# Which SE refresher course is good for Vertical Exam? Which SE refresher course is good for Lateral Exam?



## MMM02 (Jul 2, 2018)

Hello,

I'm looking well organized SE refresher course and material for the lateral and vertical exam, please give your review. In your review please include why it is good and how it helped the SE Exam. Hope your answer will help me and others.

Posted on July 2nd, 2018.

Thank You

MMM02


----------



## Ryancutman (Jul 3, 2018)

I was happy with School of PE for Vertical, I felt they went over the codes and specs that you needed to know and had good examples.  Some of the info is a little more conceptual that what is required for the exam.  I then took their Lateral and felt it was lacking.  In my opinion, the Steel and Wood lessons needed more example problems to follow.  Both of them spent a lot of time going over the basic information on bridges, so if you are a bridge guy some of the bridge lessons are very basic.


----------



## MMM02 (Jul 3, 2018)

Ryancutman said:


> I was happy with School of PE for Vertical, I felt they went over the codes and specs that you needed to know and had good examples.  Some of the info is a little more conceptual that what is required for the exam.  I then took their Lateral and felt it was lacking.  In my opinion, the Steel and Wood lessons needed more example problems to follow.  Both of them spent a lot of time going over the basic information on bridges, so if you are a bridge guy some of the bridge lessons are very basic.


Thank You. I'm a bridge guy but planning to take buildings because Oregon State doesn't offer bridge module.


----------



## TheStructuralEngineer (Jul 3, 2018)

Trust me and take EET.


----------



## User1 (Jul 5, 2018)

MMM02 said:


> Thank You. I'm a bridge guy but planning to take buildings because Oregon State doesn't offer bridge module. ﻿


have you considered testing in washington or another adjoining state and then getting reciprocity in oregon after the fact? I can't imagine having to take the bridge exam as i'm mostly buildings.


----------



## User1 (Jul 5, 2018)

also, there's lots of reviews if you search the forum for the different review course names and people give their pro/cons for all. be sure to browse. I think I'm going to take EET for mine.


----------



## leggo PE (Jul 9, 2018)

tj_PE said:


> also, there's lots of reviews if you search the forum for the different review course names and people give their pro/cons for all. be sure to browse. I think I'm going to take EET for mine.
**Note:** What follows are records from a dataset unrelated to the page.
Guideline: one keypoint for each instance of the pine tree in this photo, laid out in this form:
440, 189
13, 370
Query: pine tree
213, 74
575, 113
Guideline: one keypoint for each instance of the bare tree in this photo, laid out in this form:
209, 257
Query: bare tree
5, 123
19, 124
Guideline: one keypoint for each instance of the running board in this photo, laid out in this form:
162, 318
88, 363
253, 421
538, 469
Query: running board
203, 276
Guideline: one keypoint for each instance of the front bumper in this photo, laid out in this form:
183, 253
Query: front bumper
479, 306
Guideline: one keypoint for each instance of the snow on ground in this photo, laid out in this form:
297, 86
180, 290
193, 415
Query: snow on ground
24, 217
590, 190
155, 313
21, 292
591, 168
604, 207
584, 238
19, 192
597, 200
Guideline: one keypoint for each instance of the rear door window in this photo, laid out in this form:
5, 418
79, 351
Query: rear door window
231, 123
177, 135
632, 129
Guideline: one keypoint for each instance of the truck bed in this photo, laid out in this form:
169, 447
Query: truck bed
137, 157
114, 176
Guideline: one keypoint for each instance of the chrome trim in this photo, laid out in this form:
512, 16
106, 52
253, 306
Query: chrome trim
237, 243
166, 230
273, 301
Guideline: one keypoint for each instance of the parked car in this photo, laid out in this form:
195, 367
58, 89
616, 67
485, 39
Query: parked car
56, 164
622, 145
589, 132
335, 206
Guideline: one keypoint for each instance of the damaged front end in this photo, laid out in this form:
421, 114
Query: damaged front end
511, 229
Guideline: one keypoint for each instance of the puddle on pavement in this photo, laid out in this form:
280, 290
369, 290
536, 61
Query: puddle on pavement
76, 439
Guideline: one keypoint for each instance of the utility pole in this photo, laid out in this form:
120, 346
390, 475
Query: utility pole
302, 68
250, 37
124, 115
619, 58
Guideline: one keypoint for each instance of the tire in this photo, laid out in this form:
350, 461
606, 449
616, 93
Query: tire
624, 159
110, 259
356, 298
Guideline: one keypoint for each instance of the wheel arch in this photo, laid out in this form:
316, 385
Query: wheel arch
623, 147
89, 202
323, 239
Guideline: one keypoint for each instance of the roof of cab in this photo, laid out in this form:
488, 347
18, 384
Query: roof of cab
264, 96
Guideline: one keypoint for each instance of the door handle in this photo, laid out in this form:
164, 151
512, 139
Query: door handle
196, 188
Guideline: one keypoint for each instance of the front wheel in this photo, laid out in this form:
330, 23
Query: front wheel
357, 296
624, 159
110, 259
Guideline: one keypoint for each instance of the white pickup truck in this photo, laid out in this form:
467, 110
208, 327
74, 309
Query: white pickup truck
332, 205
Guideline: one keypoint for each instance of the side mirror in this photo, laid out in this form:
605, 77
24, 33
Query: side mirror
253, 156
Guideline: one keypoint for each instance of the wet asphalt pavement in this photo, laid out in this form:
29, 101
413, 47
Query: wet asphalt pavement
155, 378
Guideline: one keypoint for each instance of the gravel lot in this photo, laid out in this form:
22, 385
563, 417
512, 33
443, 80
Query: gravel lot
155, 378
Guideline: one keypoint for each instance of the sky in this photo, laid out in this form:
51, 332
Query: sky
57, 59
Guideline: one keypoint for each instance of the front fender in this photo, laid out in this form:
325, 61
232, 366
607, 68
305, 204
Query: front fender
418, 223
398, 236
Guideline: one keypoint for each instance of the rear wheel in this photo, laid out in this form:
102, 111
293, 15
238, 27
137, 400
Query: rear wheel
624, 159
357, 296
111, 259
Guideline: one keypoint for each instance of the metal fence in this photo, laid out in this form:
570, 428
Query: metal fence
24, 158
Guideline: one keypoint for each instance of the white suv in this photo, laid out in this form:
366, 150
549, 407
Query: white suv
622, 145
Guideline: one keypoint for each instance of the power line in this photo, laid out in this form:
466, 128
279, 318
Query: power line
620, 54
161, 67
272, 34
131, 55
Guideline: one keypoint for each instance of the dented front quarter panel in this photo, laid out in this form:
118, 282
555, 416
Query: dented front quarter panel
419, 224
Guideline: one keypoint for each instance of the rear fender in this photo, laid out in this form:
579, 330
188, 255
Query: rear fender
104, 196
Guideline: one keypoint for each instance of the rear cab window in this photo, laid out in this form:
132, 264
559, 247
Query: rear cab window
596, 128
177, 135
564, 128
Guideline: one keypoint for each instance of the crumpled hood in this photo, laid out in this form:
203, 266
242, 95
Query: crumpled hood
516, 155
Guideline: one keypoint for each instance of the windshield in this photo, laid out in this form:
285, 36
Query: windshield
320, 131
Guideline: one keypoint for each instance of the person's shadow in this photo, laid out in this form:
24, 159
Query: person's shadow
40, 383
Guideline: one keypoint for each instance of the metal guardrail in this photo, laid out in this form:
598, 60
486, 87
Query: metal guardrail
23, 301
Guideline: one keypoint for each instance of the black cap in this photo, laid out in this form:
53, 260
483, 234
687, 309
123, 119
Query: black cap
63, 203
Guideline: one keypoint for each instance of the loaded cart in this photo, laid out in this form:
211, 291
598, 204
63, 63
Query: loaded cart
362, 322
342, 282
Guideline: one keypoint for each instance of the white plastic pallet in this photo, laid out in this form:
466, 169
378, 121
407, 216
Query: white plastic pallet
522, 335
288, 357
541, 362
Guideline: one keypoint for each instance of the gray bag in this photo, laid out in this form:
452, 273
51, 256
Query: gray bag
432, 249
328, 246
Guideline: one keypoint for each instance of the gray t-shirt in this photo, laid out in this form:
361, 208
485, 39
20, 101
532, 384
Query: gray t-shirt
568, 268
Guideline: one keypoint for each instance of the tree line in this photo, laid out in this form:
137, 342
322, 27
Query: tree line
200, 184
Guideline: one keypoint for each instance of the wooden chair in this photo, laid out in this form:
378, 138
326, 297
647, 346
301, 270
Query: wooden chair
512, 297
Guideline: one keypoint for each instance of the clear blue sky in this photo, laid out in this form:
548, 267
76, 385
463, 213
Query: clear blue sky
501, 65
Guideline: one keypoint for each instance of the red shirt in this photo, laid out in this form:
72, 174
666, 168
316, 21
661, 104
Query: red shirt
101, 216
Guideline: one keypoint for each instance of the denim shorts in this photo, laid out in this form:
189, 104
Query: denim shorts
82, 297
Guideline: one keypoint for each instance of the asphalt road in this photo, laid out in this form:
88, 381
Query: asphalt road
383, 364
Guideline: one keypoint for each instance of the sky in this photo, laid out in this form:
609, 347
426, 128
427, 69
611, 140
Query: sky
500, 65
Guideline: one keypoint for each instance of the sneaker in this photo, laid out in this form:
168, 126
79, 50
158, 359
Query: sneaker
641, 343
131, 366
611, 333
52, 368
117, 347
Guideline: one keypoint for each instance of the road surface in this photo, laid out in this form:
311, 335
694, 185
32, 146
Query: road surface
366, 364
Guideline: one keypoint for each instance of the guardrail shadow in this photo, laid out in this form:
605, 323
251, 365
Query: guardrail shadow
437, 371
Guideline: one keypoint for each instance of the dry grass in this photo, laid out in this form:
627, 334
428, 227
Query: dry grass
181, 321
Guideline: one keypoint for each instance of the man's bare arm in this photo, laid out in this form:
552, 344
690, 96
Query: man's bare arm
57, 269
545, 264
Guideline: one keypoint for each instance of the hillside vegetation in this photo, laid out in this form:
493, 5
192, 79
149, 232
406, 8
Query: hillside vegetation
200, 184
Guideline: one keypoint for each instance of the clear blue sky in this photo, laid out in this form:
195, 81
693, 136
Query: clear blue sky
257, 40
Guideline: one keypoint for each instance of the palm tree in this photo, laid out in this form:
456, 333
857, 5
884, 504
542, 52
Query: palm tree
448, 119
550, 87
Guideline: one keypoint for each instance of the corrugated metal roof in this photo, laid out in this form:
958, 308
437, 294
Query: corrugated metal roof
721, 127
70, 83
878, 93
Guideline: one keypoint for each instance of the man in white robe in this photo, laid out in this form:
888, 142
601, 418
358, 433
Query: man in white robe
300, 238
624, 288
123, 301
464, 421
When do you think you're going to take it? I won't be eligible here in CA for two more years, but will definitely be taking EET when the time comes.


----------



## User1 (Jul 9, 2018)

leggo PE said:


> When do you think you're going to take it? I won't be eligible here in CA for two more years, but will definitely be taking EET when the time comes.﻿﻿


begrudgingly starting to study in october for april exam.


----------



## leggo PE (Jul 9, 2018)

tj_PE said:


> begrudgingly starting to study in october for april exam.


Ooooo good luck, girl!


----------



## User1 (Jul 9, 2018)

leggo PE said:


> Ooooo good luck, girl!﻿


only one day at a time tho.

and if you take in 2020 then ill prob still be testing then LOL


----------



## MMM02 (Jul 9, 2018)

tj_PE said:


> have you considered testing in washington or another adjoining state and then getting reciprocity in oregon after the fact? I can't imagine having to take the bridge exam as i'm mostly buildings.
> 
> 
> 
> ...


No paperwork to sit in the exam in Oregon state but WA and other states need paperwork. I have to get WA P.E first and then paperwork to take the exam. An alternative to Oregon is Nevada where I can take SE Bridge without any paperwork but need to fly there with all my books.


----------